With Scheduled Scaling, you configure a set of time-based rules directly in the ClickHouse Cloud console. Each rule specifies a time, a recurrence (daily, weekly, or custom), and the target size — either the number of replicas (horizontal) or the memory tier (vertical). At the scheduled time, ClickHouse Cloud automatically applies the change, so your service is sized appropriately before demand arrives rather than reacting after the fact.

This is distinct from metric-based autoscaling, which responds dynamically to CPU and memory pressure. Scheduled Scaling is deterministic: you know exactly when the scaling will happen and to what size. The two approaches are complementary — a service can have a baseline scaling schedule and still benefit from autoscaling within that window if workloads fluctuate unexpectedly.

Scheduled Scaling is currently available in Private Preview. To enable it for your organization, contact the ClickHouse support team.

Setting up a scaling schedule

To configure a schedule, navigate to your service in the ClickHouse Cloud console and go to settings. From there, select Schedule Override and add a new rule.

Each rule requires:

  • Time: When the scaling action should occur (in your local timezone)
  • Recurrence: How often the rule repeats (e.g. every weekday, every Sunday)
  • Target size: The number of replicas or memory allocation to scale to

Multiple rules can be combined to form a full weekly schedule. For example, you might scale out to 5 replicas every weekday at 6 AM and scale back to 2 replicas at 8 PM.

Use cases

Batch and ETL workloads: Scale up before a nightly ingest job runs and scale back down once it completes, avoiding over-provisioning during idle daytime hours.

Predictable traffic patterns: Services with consistent peak hours (e.g. business-hours query traffic) can be pre-scaled to handle load before it arrives, rather than waiting for autoscaling to react.

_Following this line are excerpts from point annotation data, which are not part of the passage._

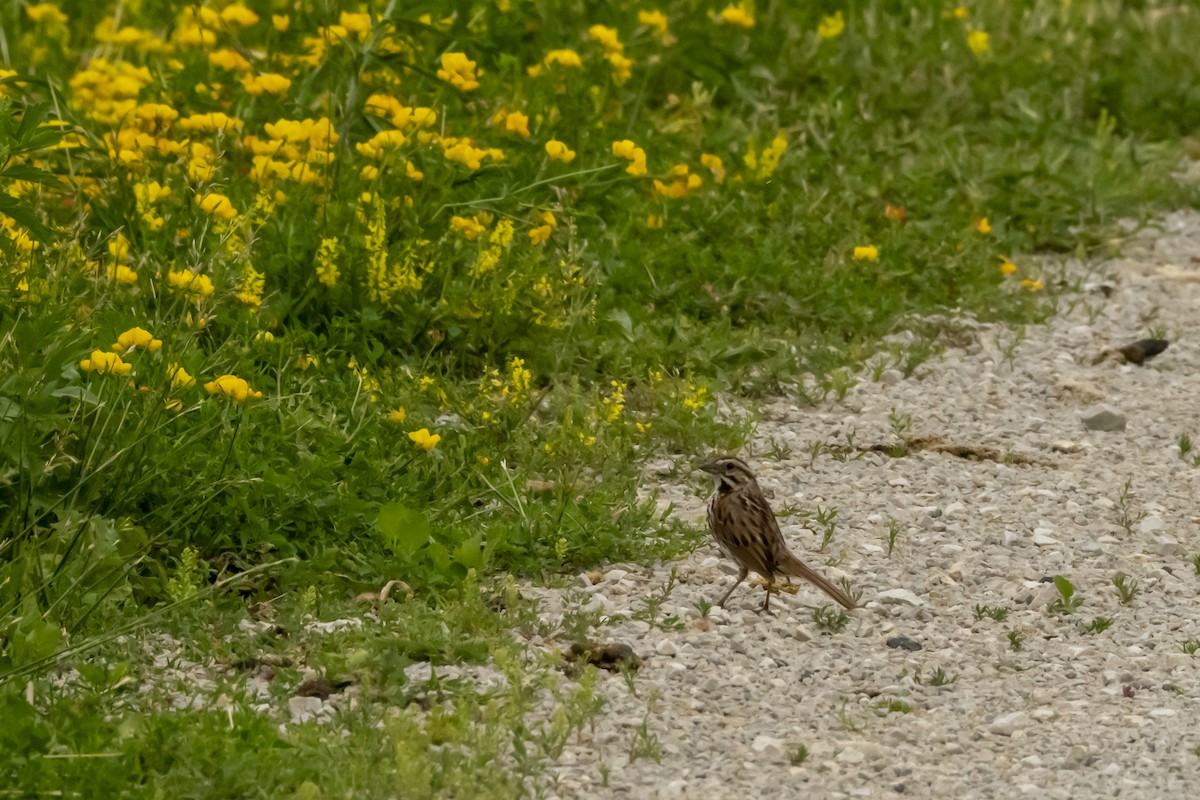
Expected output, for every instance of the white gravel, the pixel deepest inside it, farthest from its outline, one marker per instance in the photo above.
(730, 699)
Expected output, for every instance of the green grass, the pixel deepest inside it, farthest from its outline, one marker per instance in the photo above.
(814, 196)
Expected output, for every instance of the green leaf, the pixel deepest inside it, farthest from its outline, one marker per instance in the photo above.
(469, 553)
(35, 641)
(403, 529)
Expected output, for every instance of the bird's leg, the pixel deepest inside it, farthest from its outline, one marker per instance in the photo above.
(766, 603)
(742, 576)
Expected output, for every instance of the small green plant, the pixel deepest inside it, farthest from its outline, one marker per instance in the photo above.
(645, 744)
(999, 613)
(1127, 515)
(936, 678)
(1186, 449)
(827, 521)
(829, 619)
(1068, 601)
(892, 705)
(1127, 588)
(900, 423)
(190, 572)
(893, 531)
(652, 607)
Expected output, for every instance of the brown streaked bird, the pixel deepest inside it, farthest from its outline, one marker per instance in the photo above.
(747, 531)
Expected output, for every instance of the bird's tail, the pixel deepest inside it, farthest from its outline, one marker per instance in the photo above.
(798, 569)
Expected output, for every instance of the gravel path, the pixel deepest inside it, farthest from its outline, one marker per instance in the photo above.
(729, 701)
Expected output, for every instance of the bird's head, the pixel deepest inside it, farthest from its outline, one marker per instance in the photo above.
(730, 474)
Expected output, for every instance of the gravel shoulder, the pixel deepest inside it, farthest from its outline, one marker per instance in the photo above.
(729, 699)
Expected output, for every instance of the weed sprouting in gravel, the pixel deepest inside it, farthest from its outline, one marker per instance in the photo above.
(827, 521)
(1068, 601)
(997, 613)
(892, 705)
(652, 606)
(831, 619)
(1186, 447)
(900, 423)
(936, 678)
(893, 531)
(1127, 513)
(1127, 588)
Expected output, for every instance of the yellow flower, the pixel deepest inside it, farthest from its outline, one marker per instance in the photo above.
(179, 377)
(733, 14)
(46, 12)
(627, 149)
(714, 166)
(559, 151)
(219, 205)
(106, 364)
(763, 163)
(424, 439)
(563, 59)
(239, 14)
(832, 26)
(136, 337)
(232, 386)
(459, 70)
(517, 122)
(198, 286)
(978, 42)
(466, 154)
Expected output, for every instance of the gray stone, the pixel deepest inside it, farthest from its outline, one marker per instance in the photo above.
(1008, 723)
(1103, 417)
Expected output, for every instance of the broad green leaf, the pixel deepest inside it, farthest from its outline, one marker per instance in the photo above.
(403, 529)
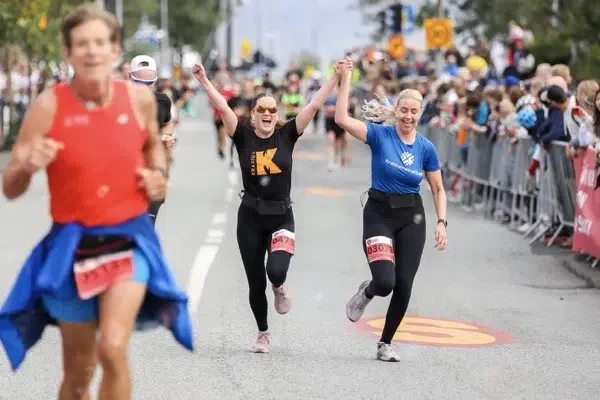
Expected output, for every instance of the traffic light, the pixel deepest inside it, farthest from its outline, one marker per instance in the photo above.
(396, 18)
(382, 21)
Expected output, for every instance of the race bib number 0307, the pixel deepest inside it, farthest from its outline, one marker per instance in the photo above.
(94, 275)
(380, 248)
(283, 240)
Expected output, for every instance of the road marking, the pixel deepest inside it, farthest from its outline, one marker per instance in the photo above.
(329, 192)
(229, 195)
(213, 240)
(438, 332)
(232, 176)
(215, 233)
(219, 219)
(204, 259)
(208, 251)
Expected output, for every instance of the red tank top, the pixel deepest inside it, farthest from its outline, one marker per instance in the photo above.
(93, 180)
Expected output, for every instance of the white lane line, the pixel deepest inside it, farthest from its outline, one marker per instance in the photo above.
(233, 177)
(204, 259)
(219, 219)
(215, 233)
(229, 195)
(213, 240)
(208, 251)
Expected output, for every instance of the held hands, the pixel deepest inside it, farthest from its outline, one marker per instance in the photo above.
(344, 67)
(441, 238)
(154, 182)
(168, 140)
(199, 72)
(43, 152)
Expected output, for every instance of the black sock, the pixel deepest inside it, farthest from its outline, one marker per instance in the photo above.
(368, 292)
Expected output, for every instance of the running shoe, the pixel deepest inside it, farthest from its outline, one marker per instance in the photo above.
(263, 340)
(385, 352)
(283, 300)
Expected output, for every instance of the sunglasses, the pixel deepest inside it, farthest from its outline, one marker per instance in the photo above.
(262, 110)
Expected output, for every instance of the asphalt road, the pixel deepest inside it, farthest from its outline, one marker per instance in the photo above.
(488, 319)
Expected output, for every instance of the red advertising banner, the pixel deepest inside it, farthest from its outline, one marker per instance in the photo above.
(587, 216)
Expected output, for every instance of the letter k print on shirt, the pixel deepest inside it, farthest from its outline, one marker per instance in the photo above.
(265, 164)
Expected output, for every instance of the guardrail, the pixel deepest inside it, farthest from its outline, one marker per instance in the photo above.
(491, 174)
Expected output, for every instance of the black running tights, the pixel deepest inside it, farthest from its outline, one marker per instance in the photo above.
(254, 234)
(405, 229)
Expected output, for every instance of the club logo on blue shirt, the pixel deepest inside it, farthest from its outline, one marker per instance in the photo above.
(407, 158)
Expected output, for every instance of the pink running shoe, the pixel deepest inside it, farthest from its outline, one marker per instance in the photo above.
(262, 343)
(283, 300)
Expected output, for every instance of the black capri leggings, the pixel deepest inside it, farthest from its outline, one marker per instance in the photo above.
(254, 234)
(393, 241)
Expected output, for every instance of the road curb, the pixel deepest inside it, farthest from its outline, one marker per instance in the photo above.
(582, 270)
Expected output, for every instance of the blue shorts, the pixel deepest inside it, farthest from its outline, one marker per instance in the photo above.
(79, 311)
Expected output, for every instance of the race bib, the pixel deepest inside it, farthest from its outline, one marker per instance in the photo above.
(380, 248)
(283, 240)
(94, 275)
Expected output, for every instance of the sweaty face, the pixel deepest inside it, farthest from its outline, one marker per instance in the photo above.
(408, 112)
(92, 54)
(265, 114)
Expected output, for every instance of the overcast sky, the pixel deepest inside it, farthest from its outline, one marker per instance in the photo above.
(288, 27)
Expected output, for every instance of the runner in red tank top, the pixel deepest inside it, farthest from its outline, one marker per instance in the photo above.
(97, 138)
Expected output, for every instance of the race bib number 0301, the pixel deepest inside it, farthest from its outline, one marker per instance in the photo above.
(283, 240)
(94, 275)
(380, 248)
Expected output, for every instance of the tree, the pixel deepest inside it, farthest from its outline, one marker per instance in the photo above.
(559, 32)
(306, 60)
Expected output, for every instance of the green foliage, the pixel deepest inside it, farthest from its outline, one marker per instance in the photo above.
(557, 33)
(136, 49)
(191, 24)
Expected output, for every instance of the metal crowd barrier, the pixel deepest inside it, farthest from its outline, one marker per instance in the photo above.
(495, 179)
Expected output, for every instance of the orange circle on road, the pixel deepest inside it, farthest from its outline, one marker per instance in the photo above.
(324, 192)
(438, 332)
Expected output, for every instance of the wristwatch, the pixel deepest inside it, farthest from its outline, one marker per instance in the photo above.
(163, 171)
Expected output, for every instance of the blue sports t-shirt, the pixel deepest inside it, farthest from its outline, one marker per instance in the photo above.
(397, 167)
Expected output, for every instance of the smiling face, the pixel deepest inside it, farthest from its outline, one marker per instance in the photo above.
(408, 110)
(92, 51)
(265, 115)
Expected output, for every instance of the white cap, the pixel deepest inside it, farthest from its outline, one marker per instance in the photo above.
(143, 63)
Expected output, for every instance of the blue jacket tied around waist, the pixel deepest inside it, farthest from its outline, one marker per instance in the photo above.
(49, 271)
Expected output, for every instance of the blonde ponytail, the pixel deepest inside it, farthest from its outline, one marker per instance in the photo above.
(381, 111)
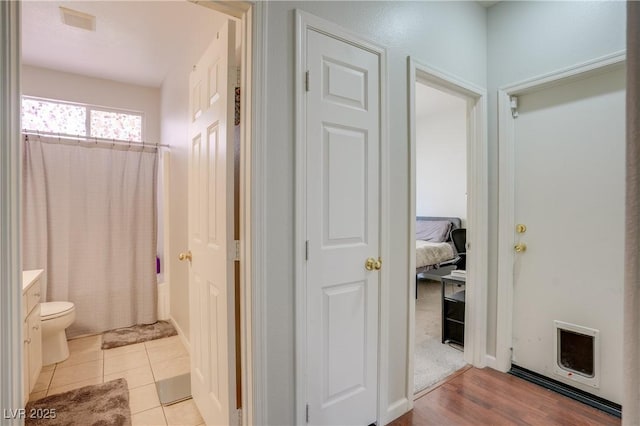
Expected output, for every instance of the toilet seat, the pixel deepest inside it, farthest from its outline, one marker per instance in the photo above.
(51, 310)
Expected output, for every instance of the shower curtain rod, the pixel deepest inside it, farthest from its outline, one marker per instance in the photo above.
(93, 139)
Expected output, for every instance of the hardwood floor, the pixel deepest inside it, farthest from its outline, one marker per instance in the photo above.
(488, 397)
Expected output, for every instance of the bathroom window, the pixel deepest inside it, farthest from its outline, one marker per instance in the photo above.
(66, 118)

Weekend scale-down: Reduce replica count or memory tier over weekends when demand is lower, then restore capacity before the Monday morning surge.

Cost control: For teams managing ClickHouse Cloud spend, scheduled scale-downs during known low-utilization periods can meaningfully reduce resource consumption without any manual intervention.

Note

A scheduled scaling action and a concurrent autoscaling recommendation may interact — the schedule takes precedence at its trigger time.